I have read the arguments for and against the extension of the parcel tax, and was struck by the seeming contradiction between some of the City’s recent actions and the arguments in favor of renewing the parcel tax.
The proponents argue that the $1.5 million in revenue that the parcel tax brings in is essential in order to continue to maintain “essential city services.” My simple question is that if $1.5 million is so “essential” to the City’s budget, why didn’t the City’s losses of almost twice that amount (at least $2.5 million) on the Piedmont Hills Underground Project likewise threaten essential services? And how did the City react to that loss?

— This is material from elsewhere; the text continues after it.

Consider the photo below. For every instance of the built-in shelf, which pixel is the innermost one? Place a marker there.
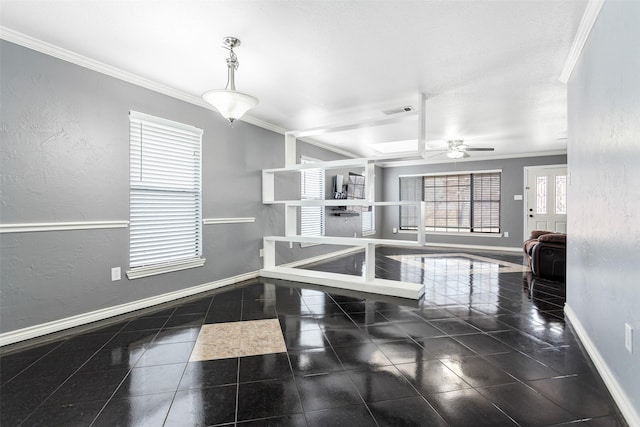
(340, 207)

Their “investigation” of it could be charitably described as dilatory, and seemed more to reflect an attitude of avoidance rather than any sense of urgency or resolve.
And then when they finally came up with “lessons learned” recommendations almost 2 years later, they proceeded to basically ignore all of them in connection with administering the Blair Park project, which is apparently still in litigation, and has continuing cost overruns of at least $100,000 and up to $400,000 if you count staff time. This was a project they repeatedly told us was a “gift” – that is, it was not supposed to cost the City anything. It has turned out to be anything but.

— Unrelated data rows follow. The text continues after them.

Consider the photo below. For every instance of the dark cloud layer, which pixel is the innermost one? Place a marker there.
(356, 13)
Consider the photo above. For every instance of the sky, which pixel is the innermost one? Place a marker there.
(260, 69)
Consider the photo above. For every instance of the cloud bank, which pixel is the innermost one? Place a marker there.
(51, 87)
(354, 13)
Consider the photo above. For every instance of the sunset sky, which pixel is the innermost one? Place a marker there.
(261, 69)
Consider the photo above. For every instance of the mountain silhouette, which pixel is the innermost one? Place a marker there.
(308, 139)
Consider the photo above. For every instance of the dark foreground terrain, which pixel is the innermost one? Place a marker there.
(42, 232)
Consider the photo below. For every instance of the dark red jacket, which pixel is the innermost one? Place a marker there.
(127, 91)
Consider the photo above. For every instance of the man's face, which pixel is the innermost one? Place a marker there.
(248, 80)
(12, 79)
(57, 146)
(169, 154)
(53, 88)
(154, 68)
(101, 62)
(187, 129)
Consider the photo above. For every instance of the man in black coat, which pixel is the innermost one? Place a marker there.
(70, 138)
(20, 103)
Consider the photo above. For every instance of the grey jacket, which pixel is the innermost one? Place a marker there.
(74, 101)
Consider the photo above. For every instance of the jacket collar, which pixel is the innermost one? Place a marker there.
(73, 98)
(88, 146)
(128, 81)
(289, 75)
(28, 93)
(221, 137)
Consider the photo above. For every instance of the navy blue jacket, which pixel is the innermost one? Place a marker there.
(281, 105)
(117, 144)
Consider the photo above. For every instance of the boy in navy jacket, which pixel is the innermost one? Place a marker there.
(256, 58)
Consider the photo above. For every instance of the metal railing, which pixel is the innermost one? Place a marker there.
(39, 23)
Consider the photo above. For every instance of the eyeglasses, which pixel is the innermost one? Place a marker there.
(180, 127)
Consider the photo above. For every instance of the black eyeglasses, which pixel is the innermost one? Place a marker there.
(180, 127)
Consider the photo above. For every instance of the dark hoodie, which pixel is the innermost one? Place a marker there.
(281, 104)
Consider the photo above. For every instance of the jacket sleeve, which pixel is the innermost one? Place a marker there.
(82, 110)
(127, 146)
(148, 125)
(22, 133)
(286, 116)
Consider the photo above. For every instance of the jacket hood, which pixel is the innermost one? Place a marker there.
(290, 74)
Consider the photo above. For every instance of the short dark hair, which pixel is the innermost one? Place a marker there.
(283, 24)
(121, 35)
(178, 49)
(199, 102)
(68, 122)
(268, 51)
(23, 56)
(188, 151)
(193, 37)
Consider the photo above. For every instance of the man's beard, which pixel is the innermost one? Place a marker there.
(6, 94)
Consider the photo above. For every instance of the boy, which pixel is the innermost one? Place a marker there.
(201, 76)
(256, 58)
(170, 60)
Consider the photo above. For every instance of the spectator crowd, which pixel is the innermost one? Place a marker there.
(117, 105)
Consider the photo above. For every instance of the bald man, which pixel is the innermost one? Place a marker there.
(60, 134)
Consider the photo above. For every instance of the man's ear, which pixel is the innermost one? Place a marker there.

Why does the City then apparently feel that despite the undergrounding losses, it was okay for decision-making to remain business as usual, but now it is essential that we renew taxes to recover a fraction of what was lost. Wouldn’t it make more sense to change the way the City approaches these fiscal issues and actually take real steps now to avoid continuing to incur large losses, rather than maintain the status quo and rely on more taxes to backfill for prior poor decision-making and losses? Actions speak louder than words.